Le Sénat se prononcera le 29 janvier sur une proposition de loi visant à autoriser l'exploitation des hydrocarbures dans les territoires d'outre-mer, actuellement interdite. Cette initiative relance le débat sur l'équilibre entre développement énergétique et protection de l'environnement.
Portée par le groupe RDPI (Renaissance) et par le sénateur réunionnais Stéphane Fouassin, cette proposition modifie le code minier pour permettre aux régions d'outre-mer d'exercer certaines compétences en matière d'hydrocarbures.
L'article 1er stipule que l'interdiction générale de recherche et d'exploitation disparaîtra lorsque les régions d'outre-mer exerceront des compétences spécifiques définies par le code minier. Le texte supprime aussi plusieurs alinéas des articles L. 661-1 et L. 691-1, qui encadraient strictement les activités minières. La loi de 2017, qui avait mis fin à la recherche et à l'exploitation des hydrocarbures, sera également modifiée pour permettre aux territoires ultramarins de déposer des demandes de permis de recherche ou de concessions d'exploitation.
L'article 2 précise que la production annuelle d'hydrocarbures liquides et gazeux dans les outre-mers sera fixée par un arrêté conjoint du ministre des Mines et du ministre de l'Environnement. Cette production sera limitée pour répondre aux besoins énergétiques nationaux, en tenant compte des données des années précédentes.
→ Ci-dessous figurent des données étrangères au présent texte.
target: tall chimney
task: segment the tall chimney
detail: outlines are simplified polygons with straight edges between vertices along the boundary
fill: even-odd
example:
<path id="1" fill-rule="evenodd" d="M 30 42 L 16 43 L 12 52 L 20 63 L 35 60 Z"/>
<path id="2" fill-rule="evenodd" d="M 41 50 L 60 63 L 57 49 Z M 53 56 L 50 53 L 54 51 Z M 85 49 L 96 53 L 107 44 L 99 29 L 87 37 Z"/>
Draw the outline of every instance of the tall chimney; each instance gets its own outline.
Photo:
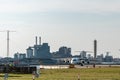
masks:
<path id="1" fill-rule="evenodd" d="M 41 37 L 39 37 L 39 45 L 41 45 Z"/>
<path id="2" fill-rule="evenodd" d="M 94 59 L 96 60 L 97 55 L 97 40 L 94 40 Z"/>
<path id="3" fill-rule="evenodd" d="M 35 44 L 37 45 L 37 36 L 36 36 L 36 38 L 35 38 Z"/>

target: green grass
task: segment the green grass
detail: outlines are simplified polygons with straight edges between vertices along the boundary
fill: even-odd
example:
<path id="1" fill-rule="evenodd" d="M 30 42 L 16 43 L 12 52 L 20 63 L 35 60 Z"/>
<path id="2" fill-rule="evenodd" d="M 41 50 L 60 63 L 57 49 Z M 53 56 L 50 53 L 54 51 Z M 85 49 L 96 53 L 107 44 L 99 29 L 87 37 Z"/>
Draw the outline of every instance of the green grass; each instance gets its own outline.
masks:
<path id="1" fill-rule="evenodd" d="M 41 69 L 35 80 L 120 80 L 120 67 L 82 69 Z M 3 80 L 3 74 L 0 74 Z M 32 74 L 9 74 L 8 80 L 32 80 Z"/>

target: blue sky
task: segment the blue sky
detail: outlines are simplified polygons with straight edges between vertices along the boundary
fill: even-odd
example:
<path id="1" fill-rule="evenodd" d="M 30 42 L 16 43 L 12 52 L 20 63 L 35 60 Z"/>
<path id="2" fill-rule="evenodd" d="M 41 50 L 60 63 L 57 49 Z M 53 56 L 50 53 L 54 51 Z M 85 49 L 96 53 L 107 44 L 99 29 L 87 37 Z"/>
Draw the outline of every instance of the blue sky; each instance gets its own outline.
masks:
<path id="1" fill-rule="evenodd" d="M 51 52 L 61 46 L 109 51 L 120 57 L 120 0 L 0 0 L 0 31 L 10 33 L 10 56 L 25 53 L 35 36 L 48 42 Z M 6 56 L 6 33 L 0 33 L 0 56 Z"/>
Dans ce contexte, le bassin du canal du Mozambique attire l'attention. Un rapport du Centre d'études stratégiques de la Marine estime les réserves de cette zone entre 6 et 12 milliards de barils de pétrole et plus de 5.000 milliards de mètres cubes de gaz. Environ 5.000 navires empruntent chaque année ce canal, ce qui confirme son importance stratégique pour la France et ses territoires ultramarins.
Le Mozambique illustre le potentiel de la région, développant des projets gaziers majeurs, tandis que les Comores ont récemment signé un accord avec la société norvégienne TGS pour l'analyse des ressources offshore.
La proposition de loi provoque déjà des réactions divergentes, notamment en raison des enjeux environnementaux liés à l'exploitation des hydrocarbures dans des territoires sensibles. En 2019, un projet d'exploration pétrolière au large de la Guyane française avait rencontré une forte opposition, entraînant son abandon.
Les sénateurs examineront le 29 janvier ces questions d'autonomie régionale, de souveraineté énergétique et de protection de l'environnement.